Le malheur est la meilleure école des souverains : il faut un bûcher à Crésus pour que ce roi de Lydie se reconnaisse et s’écrie : Ô Solon ! Solon !

Le malheur est le père de la compassion. Didon qui avait été malheureuse, accueillait avec empressement les Troyens malheureux, et le vers que Virgile a mis dans sa bouche est devenu la devise des ames sensibles.

Non ignara mali miseris succurrere disco.
Malheureuse, j’appris à plaindre le malheur.

(Delille.)

Ce sentiment a été exprimé chez tous les peuples par une foule de comparaisons proverbiales, telles que celle-ci : — C’est du raisin foulé sous le pressoir que jaillit la douce liqueur qui réjouit le cœur de l’homme. — La myrrhe ne distille que par les incisions faites à l’arbre qui la produit, etc.

M. de Chateaubriand a fait dire au père Aubry : « Si le ciel t’éprouve aujourd’hui, c’est pour te rendre plus compatissant aux maux des autres. Le cœur, ô Chactas, est comme ces sortes d’arbres qui ne donnent leur baume pour guérir les blessures, qu’après avoir été blessés eux-mêmes. »

Le malheur développe l’intelligence. Vexatio dat intellectum (Isaïe, ch. 28). L’infortune souvent éveille le génie. Ingenium mala sæpe movent (Ovide).

« C’est dans une ame froissée par la douleur que naissent les grandes pensées… De la contradiction naît l’énergie de l’ame. Elle a des forces en réserve pour le malheur. Le génie, sans l’aide des peines, est un roi sans sujets. Le même feu qui le consume le fait briller… L’adversité concentre l’ame au milieu de ses facultés et, à chaque instant, augmente leur ressort. Les génies qui ont fait le plus de bruit dans le monde, ont marché au milieu des contradictions. » (L’abbé de Besplas, Essai sur l’éloquence de la chaire.) Celui qui n’a pas été malheureux, que sait-il ? dit un sage d’Orient.

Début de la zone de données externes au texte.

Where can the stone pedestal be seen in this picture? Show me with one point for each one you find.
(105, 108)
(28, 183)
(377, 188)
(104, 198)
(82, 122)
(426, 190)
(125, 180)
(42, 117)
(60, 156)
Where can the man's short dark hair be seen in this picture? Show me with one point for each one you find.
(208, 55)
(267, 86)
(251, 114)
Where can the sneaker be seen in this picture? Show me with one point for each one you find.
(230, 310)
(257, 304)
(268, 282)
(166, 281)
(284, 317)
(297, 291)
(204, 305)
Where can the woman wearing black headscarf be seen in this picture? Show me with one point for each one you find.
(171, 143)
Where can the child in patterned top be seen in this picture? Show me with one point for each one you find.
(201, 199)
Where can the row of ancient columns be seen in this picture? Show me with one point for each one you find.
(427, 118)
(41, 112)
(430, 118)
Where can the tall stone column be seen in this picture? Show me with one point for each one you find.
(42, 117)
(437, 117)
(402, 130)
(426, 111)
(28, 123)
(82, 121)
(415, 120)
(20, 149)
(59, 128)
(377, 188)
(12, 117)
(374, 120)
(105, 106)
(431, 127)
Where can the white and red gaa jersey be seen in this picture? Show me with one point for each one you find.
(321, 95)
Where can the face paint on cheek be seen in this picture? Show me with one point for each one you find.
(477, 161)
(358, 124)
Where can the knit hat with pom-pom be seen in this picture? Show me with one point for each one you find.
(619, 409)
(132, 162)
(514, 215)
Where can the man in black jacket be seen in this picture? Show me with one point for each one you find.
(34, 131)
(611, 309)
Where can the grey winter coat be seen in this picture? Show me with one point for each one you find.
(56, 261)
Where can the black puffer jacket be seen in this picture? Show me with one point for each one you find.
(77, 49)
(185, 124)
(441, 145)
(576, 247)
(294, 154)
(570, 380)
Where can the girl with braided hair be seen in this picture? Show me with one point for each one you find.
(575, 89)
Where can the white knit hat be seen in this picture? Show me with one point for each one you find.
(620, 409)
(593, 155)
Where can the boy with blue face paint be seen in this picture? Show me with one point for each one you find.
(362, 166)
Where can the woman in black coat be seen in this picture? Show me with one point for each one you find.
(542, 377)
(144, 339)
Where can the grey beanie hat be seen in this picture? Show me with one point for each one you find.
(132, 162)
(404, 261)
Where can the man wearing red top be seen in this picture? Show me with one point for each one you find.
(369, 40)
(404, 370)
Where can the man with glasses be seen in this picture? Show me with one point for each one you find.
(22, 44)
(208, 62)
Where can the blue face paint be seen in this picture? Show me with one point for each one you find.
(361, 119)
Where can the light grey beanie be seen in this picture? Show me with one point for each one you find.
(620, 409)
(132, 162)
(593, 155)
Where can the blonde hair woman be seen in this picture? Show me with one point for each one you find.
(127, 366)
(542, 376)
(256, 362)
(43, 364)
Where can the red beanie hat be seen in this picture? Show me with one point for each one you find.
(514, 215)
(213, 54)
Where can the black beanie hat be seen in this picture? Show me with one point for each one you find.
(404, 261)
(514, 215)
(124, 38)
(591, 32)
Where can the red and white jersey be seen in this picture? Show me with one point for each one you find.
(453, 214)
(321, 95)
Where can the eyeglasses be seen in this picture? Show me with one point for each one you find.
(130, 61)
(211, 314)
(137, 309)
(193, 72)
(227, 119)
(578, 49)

Le chancelier Bacon a comparé les hommes de bien à ces précieux aromates qui exhalent les parfums les plus délicieux quand ils sont broyés.

On avait dit avant Bacon, que le malheur produit sur l’ame vertueuse le même effet que le feu sur l’encens.

Nos pères avaient ce proverbe : Plus le safran est foulé, mieux il fleurit. Ce qui était fondé sur l’usage de fouler le terrain où l’on avait semé les oignons du safran, conformément à un précepte de Pline-le-Naturaliste auquel les agriculteurs modernes ne se conforment pas.

Le malheur se plaît à la surprise.

Le malheur fond souvent sur l’homme qui ne s’y attend pas, et il s’approche rarement de celui qui est préparé à le recevoir. D’où il faut conclure que le malheur est toujours pour les imprévoyants. Le cardinal de Richelieu prétendait qu’imprévoyant et infortuné étaient synonymes, attendu qu’on ne pouvait guère être l’un sans l’autre.

  1. Il s’agit évidemment de la force morale. Le nom d’Israël, dit M. Salvador, a été composé expressément dans l’intérêt d’une idée, d’un principe, et il est provenu de la réunion des deux mots hébreux Iachar et el, qui signifient droiture et force.